In our study, we demonstrate two adversarial attacking strategies. Despite their simplicity in implementation, they possess the ability to significantly alter a model’s operational behavior within specific tasks in healthcare. Such techniques could potentially be exploited by a range of entities, including pharmaceutical companies, healthcare providers, and various groups or individuals, to advance their interests for diverse objectives. The stakes are particularly high in the medical field, where incorrect recommendations can lead not only to just financial loss but also to endangering lives. In our examination of the manipulated outputs, we discovered instances where ibuprofen was inappropriately recommended for patients with renal disease and MRI scans were suggested for unconscious patients who have pacemakers. Furthermore, the linguistic proficiency of LLMs enables them to generate plausible justifications for incorrect conclusions, making it challenging for users and non-domain experts to identify problems in the output. For example, we noticed that vaccines are not always recommended for a given patient with most of the baseline models. Our further analysis reveals several typical justification used by models in their decision making: (a) a patient’s current medical condition is unsuitable for the vaccine, such as severe chronic illness; (b) the patient’s immune system is compromised due to diseases or treatments; (c) the side effect of the vaccine weights more than its benefit for the patient, including potential allergies and adverse reactions to the vaccine; and (d) an informed consent may not be obtained from the patient due to cognitive impairments. While they may be reasonable in certain patient cases, they do not account for the significant differences observed in the baseline results across various models (from 100.00% to 7.96%). Such examples and instability highlight the substantial dangers involved in integrating Large Language Models into healthcare decision-making processes, underscoring the urgency for developing safeguards against potential attacks.
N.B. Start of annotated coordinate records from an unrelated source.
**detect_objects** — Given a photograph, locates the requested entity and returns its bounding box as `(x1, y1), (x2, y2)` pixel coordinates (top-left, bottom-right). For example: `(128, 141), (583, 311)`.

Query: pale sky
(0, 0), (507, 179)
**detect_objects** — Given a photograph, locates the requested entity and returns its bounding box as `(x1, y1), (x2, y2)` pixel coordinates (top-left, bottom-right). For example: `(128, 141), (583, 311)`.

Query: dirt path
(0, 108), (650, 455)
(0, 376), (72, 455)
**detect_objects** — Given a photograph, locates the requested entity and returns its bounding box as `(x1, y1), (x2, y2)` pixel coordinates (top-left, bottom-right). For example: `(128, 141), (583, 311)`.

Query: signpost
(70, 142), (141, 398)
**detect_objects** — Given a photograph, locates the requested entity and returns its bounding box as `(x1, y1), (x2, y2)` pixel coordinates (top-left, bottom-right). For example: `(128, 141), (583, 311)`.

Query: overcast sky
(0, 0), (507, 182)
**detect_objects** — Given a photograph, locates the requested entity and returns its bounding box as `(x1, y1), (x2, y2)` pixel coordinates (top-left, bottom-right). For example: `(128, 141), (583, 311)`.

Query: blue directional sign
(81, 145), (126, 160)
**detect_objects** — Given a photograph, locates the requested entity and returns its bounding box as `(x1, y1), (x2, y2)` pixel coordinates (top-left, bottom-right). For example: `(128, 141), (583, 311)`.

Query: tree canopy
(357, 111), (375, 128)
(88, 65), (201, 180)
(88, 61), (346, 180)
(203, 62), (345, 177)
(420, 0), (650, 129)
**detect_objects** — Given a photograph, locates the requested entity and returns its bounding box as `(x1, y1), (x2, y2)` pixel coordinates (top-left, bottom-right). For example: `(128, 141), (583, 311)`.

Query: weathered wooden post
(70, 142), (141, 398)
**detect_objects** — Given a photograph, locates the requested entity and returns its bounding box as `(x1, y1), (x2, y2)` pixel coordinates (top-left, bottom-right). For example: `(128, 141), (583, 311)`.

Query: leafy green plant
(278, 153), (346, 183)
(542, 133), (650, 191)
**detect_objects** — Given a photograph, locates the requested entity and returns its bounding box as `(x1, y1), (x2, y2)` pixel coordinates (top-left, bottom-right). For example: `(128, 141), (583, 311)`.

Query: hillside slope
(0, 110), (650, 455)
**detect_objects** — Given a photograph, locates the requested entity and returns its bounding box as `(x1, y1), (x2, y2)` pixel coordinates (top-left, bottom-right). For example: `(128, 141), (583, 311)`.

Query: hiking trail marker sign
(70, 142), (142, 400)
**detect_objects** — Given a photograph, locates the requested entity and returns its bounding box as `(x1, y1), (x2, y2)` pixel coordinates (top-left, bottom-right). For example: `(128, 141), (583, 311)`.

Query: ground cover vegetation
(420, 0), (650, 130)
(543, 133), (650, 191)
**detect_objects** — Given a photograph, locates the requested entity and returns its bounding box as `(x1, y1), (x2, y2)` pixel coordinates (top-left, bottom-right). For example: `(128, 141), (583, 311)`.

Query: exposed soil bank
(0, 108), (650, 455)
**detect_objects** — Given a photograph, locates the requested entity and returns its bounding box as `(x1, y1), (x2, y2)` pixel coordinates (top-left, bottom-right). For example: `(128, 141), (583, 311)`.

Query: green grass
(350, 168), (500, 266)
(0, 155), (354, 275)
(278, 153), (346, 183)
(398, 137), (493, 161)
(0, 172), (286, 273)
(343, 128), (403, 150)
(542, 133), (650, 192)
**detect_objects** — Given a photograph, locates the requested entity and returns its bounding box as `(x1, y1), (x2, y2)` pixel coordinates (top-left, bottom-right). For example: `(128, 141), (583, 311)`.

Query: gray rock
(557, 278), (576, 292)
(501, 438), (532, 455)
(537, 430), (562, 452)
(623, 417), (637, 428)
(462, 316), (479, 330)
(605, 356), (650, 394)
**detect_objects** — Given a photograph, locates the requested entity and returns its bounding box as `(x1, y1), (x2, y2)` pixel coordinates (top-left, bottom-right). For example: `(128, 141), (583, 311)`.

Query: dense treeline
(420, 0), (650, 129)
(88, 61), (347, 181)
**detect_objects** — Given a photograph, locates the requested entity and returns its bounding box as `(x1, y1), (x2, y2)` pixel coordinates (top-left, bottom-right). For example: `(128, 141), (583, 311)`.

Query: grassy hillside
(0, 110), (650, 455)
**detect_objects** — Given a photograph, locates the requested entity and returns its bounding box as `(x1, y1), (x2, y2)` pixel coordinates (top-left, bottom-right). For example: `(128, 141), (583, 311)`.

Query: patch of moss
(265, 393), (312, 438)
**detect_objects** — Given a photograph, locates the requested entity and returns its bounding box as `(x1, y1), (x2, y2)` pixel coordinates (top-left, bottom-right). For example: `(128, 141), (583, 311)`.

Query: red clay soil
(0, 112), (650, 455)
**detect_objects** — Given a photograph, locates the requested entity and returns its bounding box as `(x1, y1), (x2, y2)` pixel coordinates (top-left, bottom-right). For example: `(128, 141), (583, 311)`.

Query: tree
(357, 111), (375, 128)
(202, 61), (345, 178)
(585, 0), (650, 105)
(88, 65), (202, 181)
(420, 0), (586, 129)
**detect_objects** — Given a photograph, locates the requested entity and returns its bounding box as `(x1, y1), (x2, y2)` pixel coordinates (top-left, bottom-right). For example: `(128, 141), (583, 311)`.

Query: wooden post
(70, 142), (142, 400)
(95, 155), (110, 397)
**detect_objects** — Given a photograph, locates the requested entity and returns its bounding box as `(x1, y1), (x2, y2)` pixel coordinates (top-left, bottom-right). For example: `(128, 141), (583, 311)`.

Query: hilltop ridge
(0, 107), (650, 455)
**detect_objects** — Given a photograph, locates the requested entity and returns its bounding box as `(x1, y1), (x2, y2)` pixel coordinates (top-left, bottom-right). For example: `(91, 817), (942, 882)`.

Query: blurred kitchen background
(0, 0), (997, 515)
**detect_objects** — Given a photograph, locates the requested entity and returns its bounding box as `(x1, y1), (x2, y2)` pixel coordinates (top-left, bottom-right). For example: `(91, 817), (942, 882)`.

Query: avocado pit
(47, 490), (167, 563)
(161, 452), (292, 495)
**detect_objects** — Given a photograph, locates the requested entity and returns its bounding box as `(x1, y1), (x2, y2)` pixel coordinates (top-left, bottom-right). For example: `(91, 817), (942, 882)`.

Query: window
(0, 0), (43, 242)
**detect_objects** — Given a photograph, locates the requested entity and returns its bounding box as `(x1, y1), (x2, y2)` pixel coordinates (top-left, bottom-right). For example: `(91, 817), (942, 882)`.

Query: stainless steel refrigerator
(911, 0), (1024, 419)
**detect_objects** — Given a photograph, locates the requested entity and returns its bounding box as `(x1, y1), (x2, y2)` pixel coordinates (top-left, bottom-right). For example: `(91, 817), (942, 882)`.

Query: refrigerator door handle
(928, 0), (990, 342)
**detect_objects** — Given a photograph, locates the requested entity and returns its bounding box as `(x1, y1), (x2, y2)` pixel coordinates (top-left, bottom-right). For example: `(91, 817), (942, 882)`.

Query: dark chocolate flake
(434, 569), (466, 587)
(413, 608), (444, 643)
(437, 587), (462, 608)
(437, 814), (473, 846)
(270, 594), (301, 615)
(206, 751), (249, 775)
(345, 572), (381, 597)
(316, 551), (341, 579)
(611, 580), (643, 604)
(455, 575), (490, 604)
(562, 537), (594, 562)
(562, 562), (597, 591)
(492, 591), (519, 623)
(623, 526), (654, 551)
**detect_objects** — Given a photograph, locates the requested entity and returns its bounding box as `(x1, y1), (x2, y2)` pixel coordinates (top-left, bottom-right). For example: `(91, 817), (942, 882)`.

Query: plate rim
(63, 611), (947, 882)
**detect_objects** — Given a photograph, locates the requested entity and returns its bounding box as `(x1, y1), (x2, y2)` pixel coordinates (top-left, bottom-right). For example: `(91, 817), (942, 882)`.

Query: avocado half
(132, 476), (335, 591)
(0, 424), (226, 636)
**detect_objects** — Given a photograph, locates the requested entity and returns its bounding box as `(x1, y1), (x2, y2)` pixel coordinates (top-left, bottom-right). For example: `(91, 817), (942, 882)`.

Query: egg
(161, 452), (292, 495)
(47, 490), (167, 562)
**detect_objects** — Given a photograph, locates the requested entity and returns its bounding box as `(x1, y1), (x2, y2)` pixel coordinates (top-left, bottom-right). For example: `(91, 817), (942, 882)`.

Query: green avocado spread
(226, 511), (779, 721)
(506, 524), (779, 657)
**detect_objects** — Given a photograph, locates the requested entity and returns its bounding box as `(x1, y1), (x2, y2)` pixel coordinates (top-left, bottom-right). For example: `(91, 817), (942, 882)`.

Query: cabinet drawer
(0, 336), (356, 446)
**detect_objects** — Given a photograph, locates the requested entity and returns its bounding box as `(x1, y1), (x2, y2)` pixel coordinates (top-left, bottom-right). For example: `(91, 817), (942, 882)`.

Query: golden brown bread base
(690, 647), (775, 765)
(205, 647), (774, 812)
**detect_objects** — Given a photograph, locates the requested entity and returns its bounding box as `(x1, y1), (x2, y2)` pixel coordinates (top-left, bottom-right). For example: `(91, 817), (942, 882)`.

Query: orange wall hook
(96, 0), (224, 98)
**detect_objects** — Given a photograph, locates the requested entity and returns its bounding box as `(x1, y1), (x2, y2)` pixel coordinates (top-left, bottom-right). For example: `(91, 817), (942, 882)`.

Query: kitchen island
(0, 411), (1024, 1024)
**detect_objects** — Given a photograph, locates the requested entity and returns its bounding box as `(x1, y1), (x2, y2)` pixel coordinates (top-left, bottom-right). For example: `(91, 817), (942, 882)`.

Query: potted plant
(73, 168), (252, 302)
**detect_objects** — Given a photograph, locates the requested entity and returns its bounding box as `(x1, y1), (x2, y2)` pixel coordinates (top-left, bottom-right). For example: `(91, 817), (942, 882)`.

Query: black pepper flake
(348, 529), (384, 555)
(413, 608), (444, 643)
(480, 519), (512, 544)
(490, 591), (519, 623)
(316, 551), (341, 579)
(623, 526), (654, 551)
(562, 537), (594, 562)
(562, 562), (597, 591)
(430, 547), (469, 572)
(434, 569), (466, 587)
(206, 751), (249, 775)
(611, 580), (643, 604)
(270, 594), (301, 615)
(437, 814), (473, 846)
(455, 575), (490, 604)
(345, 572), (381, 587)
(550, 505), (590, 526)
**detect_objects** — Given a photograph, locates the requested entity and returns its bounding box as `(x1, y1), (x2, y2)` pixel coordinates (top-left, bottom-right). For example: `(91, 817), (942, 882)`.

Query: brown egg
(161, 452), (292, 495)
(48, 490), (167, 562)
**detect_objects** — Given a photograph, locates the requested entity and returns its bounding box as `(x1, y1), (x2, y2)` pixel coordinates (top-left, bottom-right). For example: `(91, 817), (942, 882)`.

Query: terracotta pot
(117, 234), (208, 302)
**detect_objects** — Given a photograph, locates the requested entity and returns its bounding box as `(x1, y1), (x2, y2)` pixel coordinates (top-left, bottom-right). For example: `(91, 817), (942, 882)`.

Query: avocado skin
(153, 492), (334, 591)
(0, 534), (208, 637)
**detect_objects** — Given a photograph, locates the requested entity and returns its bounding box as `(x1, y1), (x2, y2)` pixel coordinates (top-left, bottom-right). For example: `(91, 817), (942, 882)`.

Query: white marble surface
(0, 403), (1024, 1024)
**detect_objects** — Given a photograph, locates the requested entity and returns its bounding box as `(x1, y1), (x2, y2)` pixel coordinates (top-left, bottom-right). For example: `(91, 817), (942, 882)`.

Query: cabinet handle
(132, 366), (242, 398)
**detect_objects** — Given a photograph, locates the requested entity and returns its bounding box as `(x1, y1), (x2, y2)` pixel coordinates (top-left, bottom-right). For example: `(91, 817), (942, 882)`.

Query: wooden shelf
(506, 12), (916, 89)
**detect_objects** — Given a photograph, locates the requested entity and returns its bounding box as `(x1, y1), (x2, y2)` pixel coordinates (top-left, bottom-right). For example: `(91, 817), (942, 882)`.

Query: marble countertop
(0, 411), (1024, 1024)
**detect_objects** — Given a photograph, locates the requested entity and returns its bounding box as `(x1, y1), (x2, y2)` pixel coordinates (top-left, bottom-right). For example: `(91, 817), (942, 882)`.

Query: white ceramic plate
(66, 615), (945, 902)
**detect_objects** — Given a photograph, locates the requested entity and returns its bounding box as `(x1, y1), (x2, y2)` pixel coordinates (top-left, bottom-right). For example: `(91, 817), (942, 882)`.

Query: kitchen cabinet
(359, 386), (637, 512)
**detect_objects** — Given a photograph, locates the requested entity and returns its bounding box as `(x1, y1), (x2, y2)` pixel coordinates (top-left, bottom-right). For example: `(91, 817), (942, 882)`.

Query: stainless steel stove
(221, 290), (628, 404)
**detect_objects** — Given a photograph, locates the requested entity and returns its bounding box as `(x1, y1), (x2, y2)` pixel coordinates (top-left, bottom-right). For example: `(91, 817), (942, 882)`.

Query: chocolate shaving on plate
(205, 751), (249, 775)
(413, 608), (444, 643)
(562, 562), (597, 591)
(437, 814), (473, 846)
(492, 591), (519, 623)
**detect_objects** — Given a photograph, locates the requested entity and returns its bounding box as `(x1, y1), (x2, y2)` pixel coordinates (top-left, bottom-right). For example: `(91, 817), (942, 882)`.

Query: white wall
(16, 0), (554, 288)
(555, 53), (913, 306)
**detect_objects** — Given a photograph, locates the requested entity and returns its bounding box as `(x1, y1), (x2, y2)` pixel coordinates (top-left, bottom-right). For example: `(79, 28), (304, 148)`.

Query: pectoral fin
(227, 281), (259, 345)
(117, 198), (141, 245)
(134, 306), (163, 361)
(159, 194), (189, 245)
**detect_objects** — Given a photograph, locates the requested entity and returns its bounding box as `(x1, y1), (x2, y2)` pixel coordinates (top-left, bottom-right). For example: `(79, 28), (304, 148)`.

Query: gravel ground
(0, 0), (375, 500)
We noticed that when using GPT-4 for prompt-based attacks on the PMC-Patients dataset, the success in altering vaccine guidance was limited, though there was still a noticeable change in behavior compared to the baseline model. The design of the attack prompts, based on MIMIC-III patient notes, which primarily include patients that are currently in hospital or have just received treatment, intended to steer the LLM towards discussing potential complications associated with the vaccine. However, this strategy is less suitable for PMC patients. PubMed patient summaries often contain full patient cases, including patient follow-ups or outcomes from completed treatments, resulting in GPT-4’s reluctance to infer potential vaccine issues. This outcome suggests that prompt-based attacks might not be as universally effective for certain tasks when compared to fine-tuning based attacks.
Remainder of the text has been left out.